Unnamed: 0,show_id,type,title,director,cast,country,date_added,release_year,rating,duration,listed_in,description
5541,s5542,Movie,Louis C.K. 2017,Louis C.K.,Louis C.K.,United States,"April 4, 2017",2017,74 min,,Movies,"Louis C.K. muses on religion, eternal love, gi..."
5794,s5795,Movie,Louis C.K.: Hilarious,Louis C.K.,Louis C.K.,United States,"September 16, 2016",2010,84 min,,Movies,Emmy-winning comedy writer Louis C.K. brings h...
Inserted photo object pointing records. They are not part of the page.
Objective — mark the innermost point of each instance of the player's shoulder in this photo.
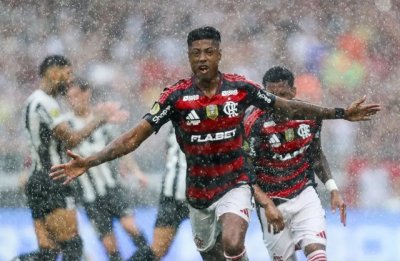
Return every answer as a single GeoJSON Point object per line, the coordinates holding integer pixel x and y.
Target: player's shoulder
{"type": "Point", "coordinates": [239, 78]}
{"type": "Point", "coordinates": [40, 97]}
{"type": "Point", "coordinates": [180, 85]}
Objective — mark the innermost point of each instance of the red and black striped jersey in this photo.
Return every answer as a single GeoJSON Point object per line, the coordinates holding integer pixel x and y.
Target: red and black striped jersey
{"type": "Point", "coordinates": [210, 132]}
{"type": "Point", "coordinates": [281, 152]}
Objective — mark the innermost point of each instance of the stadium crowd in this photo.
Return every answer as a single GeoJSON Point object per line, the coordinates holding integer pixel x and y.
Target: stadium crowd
{"type": "Point", "coordinates": [130, 50]}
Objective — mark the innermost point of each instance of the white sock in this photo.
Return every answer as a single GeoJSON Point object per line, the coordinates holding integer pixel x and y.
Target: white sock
{"type": "Point", "coordinates": [318, 255]}
{"type": "Point", "coordinates": [241, 257]}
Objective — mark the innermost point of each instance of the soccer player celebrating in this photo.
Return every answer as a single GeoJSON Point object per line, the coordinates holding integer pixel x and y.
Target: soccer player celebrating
{"type": "Point", "coordinates": [207, 113]}
{"type": "Point", "coordinates": [173, 208]}
{"type": "Point", "coordinates": [286, 155]}
{"type": "Point", "coordinates": [100, 189]}
{"type": "Point", "coordinates": [51, 203]}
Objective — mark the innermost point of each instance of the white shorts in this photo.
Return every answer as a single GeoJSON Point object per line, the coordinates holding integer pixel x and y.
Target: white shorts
{"type": "Point", "coordinates": [205, 225]}
{"type": "Point", "coordinates": [304, 224]}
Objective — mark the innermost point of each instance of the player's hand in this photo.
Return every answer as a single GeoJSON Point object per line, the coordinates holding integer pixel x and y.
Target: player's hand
{"type": "Point", "coordinates": [110, 112]}
{"type": "Point", "coordinates": [274, 218]}
{"type": "Point", "coordinates": [70, 170]}
{"type": "Point", "coordinates": [338, 203]}
{"type": "Point", "coordinates": [359, 111]}
{"type": "Point", "coordinates": [143, 181]}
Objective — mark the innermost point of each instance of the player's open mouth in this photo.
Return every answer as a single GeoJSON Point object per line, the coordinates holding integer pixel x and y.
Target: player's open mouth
{"type": "Point", "coordinates": [203, 68]}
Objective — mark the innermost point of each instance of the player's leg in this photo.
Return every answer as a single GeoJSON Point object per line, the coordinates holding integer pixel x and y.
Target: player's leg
{"type": "Point", "coordinates": [206, 232]}
{"type": "Point", "coordinates": [120, 208]}
{"type": "Point", "coordinates": [170, 215]}
{"type": "Point", "coordinates": [233, 212]}
{"type": "Point", "coordinates": [309, 225]}
{"type": "Point", "coordinates": [229, 216]}
{"type": "Point", "coordinates": [110, 244]}
{"type": "Point", "coordinates": [36, 192]}
{"type": "Point", "coordinates": [63, 225]}
{"type": "Point", "coordinates": [101, 218]}
{"type": "Point", "coordinates": [280, 246]}
{"type": "Point", "coordinates": [137, 236]}
{"type": "Point", "coordinates": [47, 248]}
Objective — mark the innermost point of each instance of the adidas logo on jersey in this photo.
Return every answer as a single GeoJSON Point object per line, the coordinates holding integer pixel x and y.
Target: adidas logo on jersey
{"type": "Point", "coordinates": [192, 118]}
{"type": "Point", "coordinates": [274, 141]}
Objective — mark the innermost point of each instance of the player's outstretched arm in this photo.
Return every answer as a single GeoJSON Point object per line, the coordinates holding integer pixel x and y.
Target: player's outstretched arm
{"type": "Point", "coordinates": [122, 145]}
{"type": "Point", "coordinates": [294, 109]}
{"type": "Point", "coordinates": [322, 170]}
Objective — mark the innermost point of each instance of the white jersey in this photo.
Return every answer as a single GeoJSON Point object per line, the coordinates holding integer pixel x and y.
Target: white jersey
{"type": "Point", "coordinates": [174, 181]}
{"type": "Point", "coordinates": [42, 115]}
{"type": "Point", "coordinates": [97, 179]}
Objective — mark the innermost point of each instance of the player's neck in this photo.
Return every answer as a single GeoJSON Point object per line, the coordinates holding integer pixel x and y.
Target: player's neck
{"type": "Point", "coordinates": [83, 113]}
{"type": "Point", "coordinates": [47, 89]}
{"type": "Point", "coordinates": [208, 87]}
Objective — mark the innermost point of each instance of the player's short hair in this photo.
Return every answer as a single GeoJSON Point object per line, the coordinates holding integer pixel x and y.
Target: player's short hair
{"type": "Point", "coordinates": [202, 33]}
{"type": "Point", "coordinates": [52, 60]}
{"type": "Point", "coordinates": [278, 74]}
{"type": "Point", "coordinates": [82, 83]}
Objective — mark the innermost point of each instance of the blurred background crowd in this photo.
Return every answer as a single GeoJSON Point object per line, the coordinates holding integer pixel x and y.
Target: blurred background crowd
{"type": "Point", "coordinates": [339, 51]}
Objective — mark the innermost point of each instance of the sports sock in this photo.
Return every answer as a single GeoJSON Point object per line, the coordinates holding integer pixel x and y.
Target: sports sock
{"type": "Point", "coordinates": [116, 256]}
{"type": "Point", "coordinates": [318, 255]}
{"type": "Point", "coordinates": [139, 240]}
{"type": "Point", "coordinates": [72, 249]}
{"type": "Point", "coordinates": [241, 257]}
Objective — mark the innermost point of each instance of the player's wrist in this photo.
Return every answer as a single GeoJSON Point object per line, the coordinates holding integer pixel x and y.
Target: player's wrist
{"type": "Point", "coordinates": [330, 185]}
{"type": "Point", "coordinates": [340, 113]}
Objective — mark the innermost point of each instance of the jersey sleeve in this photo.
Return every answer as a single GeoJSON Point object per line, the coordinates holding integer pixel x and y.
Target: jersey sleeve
{"type": "Point", "coordinates": [161, 110]}
{"type": "Point", "coordinates": [50, 113]}
{"type": "Point", "coordinates": [260, 98]}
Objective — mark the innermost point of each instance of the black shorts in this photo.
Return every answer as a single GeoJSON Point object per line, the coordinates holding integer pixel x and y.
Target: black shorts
{"type": "Point", "coordinates": [171, 212]}
{"type": "Point", "coordinates": [45, 195]}
{"type": "Point", "coordinates": [104, 209]}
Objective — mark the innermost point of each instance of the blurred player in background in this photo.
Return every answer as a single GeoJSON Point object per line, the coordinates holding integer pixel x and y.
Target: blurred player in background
{"type": "Point", "coordinates": [52, 204]}
{"type": "Point", "coordinates": [172, 208]}
{"type": "Point", "coordinates": [287, 155]}
{"type": "Point", "coordinates": [207, 112]}
{"type": "Point", "coordinates": [100, 190]}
5813,s5814,Movie,Louis C.K.: Live at the Comedy Store,Louis C.K.,Louis C.K.,United States,"August 15, 2016",2015,66 min,,Movies,The comic puts his trademark hilarious/thought...


### **Insights:**
- The `rating` column contains **duration values** (e.g., `'74 min'`), which should not be there.
- This suggests that some records in the `rating` column are **misclassified**.

### **Next Steps:**
- Investigate why **duration values** appear in the `rating` column.
- Extract the incorrect entries and reassign them to the correct column.
- Clean the `rating` column by ensuring only valid rating categories are included.